For some custom metal basket applications, choosing the right finish for the basket can be just as important as choosing the right base material.
A well-chosen finish can help improve the functionality of the basket, improving chemical resistance, handling characteristics, or other important operational aspects of the basket.
Two examples of popular finishes would be electropolishing and passivating. Both of these finishing processes involve removing contaminants from the surface of metal rather than adding material to it, leading some to confuse the two.
However, these are two very different processes, with different benefits and limitations.
Which one is best for your application? To answer this question, here’s a comparison of these two finishes:
Electropolishing is a process that uses a temperature-controlled bath of electrolytes and an electric current to dissolve the surface layer of material. This process leaves only a smooth, featureless surface.
This process is commonly used for applications in the food and pharmaceutical industries, as well as in the manufacture of semi-conductors.
The smoothness of this finish leaves the material almost perfectly nonstick, as almost all of the microscopic flaws that debris would normally stick to are removed. Some manufacturers use the process to smooth out threads of material to prevent galling and seizing.
Electropolished materials are also typically easy to clean because of the non-stick nature of the finished surface. The process can even remove the heat discoloration caused by spot welds.
Key advantages of this process include its ability to be used on very complicated shapes with ease and the speed with which it can be performed, providing a cost savings.
As a process, passivation shares a few similarities with electropolishing. Like electropolishing, passivation involves using a chemical bath. However, unlike electropolishing, passivation does not involve the use of electrical currents to strip the top layer of material.
Passivation is primarily used to remove contaminants from the surface of stainless steel. Such contaminants are usually accrued during the manufacturing process.
Another key difference between passivation and electropolishing is that passivation does not typically change the appearance of the material being passivated.
Passivation is not necessary to form the oxide layer that protects stainless steel, but specific passivation treatments may thicken or change the composition of stainless steel’s protective oxide layer.

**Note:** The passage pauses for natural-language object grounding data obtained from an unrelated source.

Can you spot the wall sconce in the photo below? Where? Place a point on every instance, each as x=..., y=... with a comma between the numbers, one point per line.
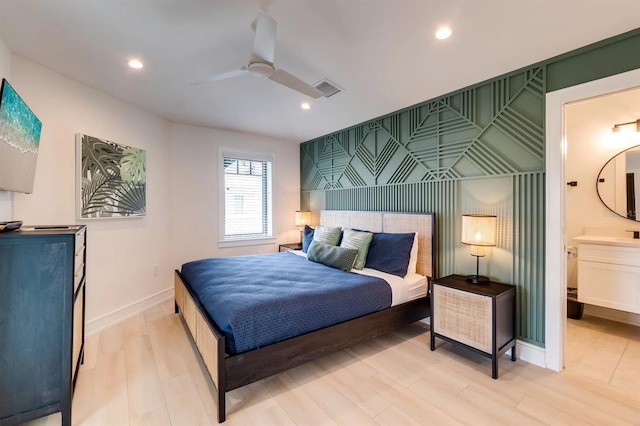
x=618, y=127
x=302, y=218
x=478, y=231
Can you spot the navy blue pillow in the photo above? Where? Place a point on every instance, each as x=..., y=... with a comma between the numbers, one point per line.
x=390, y=253
x=307, y=237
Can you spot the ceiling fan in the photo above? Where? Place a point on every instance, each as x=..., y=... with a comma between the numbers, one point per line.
x=261, y=63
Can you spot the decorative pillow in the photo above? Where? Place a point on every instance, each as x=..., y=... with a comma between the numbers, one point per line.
x=334, y=256
x=413, y=259
x=390, y=253
x=327, y=235
x=357, y=240
x=307, y=237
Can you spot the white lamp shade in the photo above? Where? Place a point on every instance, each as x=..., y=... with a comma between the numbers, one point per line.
x=479, y=230
x=303, y=218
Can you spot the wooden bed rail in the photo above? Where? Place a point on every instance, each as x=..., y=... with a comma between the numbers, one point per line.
x=208, y=338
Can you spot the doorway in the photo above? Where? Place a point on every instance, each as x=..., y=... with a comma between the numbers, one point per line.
x=555, y=206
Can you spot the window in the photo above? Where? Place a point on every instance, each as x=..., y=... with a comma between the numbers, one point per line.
x=246, y=197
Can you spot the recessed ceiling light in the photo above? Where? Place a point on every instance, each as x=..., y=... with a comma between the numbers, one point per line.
x=135, y=63
x=443, y=33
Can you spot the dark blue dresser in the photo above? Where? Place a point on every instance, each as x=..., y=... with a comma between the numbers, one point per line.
x=42, y=294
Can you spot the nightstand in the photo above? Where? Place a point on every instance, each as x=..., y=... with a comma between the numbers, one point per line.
x=480, y=317
x=290, y=246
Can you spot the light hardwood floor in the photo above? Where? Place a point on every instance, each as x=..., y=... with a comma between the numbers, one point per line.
x=145, y=372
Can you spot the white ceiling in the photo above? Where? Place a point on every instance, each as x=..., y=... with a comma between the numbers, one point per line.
x=382, y=52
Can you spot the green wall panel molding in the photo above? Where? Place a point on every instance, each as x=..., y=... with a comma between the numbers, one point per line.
x=490, y=130
x=415, y=160
x=603, y=59
x=528, y=260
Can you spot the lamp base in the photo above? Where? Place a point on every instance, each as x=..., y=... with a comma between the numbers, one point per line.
x=478, y=279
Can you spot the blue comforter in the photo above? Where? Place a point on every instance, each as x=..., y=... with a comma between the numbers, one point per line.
x=261, y=299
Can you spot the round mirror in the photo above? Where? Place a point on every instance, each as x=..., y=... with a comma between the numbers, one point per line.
x=619, y=183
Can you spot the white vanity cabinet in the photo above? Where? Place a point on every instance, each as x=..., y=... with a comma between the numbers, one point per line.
x=609, y=272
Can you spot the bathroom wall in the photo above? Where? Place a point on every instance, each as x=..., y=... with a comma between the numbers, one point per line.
x=590, y=144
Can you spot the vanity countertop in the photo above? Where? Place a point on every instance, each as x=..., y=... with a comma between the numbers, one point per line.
x=611, y=241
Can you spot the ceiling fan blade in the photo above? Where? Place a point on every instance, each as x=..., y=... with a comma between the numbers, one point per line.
x=222, y=76
x=282, y=77
x=264, y=44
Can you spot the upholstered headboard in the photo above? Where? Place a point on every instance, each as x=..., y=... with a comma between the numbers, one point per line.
x=422, y=223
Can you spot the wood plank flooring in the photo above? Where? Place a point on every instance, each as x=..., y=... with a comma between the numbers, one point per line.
x=145, y=371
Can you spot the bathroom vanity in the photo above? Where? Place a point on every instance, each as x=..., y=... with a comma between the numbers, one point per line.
x=609, y=272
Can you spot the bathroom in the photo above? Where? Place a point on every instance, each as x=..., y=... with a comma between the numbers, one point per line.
x=604, y=344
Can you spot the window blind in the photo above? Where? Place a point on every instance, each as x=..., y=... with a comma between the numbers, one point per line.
x=247, y=198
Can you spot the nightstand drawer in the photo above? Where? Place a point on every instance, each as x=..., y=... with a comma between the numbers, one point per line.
x=462, y=316
x=480, y=317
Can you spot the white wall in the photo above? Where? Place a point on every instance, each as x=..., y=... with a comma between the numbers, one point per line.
x=6, y=198
x=121, y=253
x=194, y=188
x=182, y=214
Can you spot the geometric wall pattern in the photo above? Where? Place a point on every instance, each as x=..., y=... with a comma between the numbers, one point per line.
x=490, y=130
x=413, y=159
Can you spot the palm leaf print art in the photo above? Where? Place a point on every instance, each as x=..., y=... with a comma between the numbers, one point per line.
x=113, y=179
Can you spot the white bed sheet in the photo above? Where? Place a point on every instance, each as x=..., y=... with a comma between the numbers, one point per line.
x=411, y=287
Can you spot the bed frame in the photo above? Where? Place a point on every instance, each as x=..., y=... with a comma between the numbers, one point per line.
x=229, y=372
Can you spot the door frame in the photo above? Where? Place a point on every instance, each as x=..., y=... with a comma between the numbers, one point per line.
x=555, y=207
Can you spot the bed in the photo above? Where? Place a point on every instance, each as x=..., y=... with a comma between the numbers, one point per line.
x=233, y=366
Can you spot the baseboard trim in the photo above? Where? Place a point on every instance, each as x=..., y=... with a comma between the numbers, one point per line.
x=126, y=312
x=612, y=315
x=530, y=353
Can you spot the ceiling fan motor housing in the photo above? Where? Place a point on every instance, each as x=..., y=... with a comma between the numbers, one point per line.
x=261, y=69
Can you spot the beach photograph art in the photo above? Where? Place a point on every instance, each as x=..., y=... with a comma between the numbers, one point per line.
x=19, y=142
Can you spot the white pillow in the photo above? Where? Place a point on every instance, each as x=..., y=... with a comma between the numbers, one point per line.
x=413, y=257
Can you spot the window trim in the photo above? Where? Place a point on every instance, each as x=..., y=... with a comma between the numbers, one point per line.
x=248, y=155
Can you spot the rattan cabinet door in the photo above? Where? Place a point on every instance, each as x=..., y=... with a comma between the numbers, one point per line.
x=463, y=316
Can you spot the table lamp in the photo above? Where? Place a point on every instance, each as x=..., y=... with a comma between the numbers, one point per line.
x=478, y=231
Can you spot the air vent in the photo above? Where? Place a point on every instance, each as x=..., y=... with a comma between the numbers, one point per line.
x=327, y=88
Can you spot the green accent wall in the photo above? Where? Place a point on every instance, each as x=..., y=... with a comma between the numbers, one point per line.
x=451, y=155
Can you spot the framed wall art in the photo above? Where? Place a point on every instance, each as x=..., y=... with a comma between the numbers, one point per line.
x=110, y=179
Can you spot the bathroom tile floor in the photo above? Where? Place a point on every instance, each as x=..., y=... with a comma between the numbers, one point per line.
x=604, y=350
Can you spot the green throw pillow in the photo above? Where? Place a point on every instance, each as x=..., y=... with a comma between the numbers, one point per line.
x=334, y=256
x=357, y=240
x=327, y=235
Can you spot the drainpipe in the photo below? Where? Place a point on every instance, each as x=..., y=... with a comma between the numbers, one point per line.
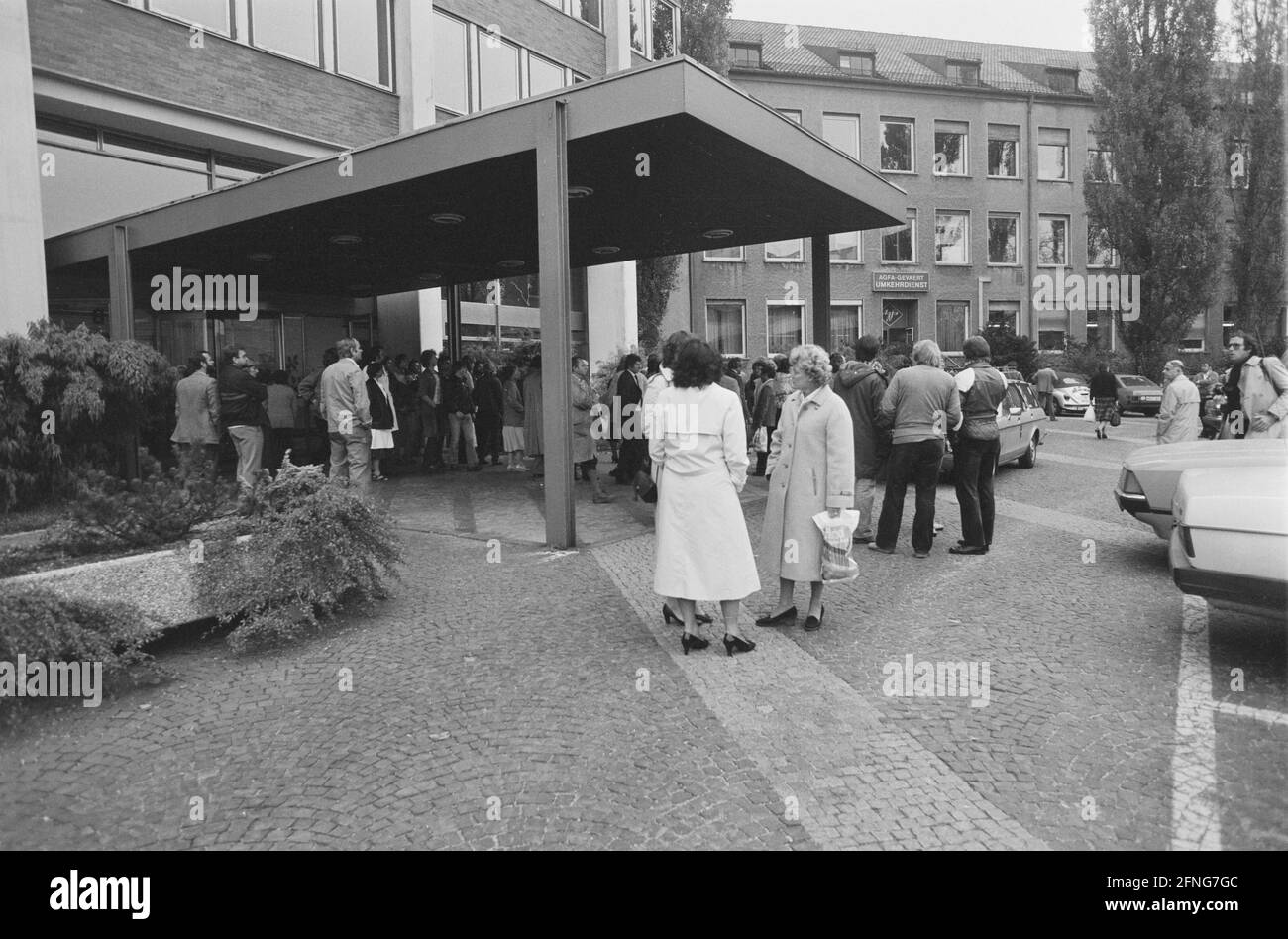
x=1030, y=183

One major disadvantage of passivation is that the processor must know the specific alloy of stainless steel being treated before the process can be set up. Using the wrong passivation solution could cause damage to a metal form rather than simply stripping contamination from it.
Which Process is Better?
In most cases, electropolishing is faster, easier to control, and can be applied to a number of different stainless steel alloys with ease. Plus, it provides a superior finish and removes discoloration that passivation would leave behind.
However, electropolishing isn’t always the better option. One of the key advantages of passivation is that it can alter the composition of the oxide layer that protects stainless steel from rusting. In some cases, altering the composition of the oxide layer can be useful for enhancing the steel’s resistance to corrosion.
Your choice of whether to electropolish or passivate your stainless steel should be based on the application that the steel will be used for. If you need to have a smooth, easy to clean surface that’s free of defects, then electropolishing will be your best option. On the other hand, if you need a good way to remove surface contaminants while altering the corrosion resistance properties of the metal, then passivation might be the better option for you.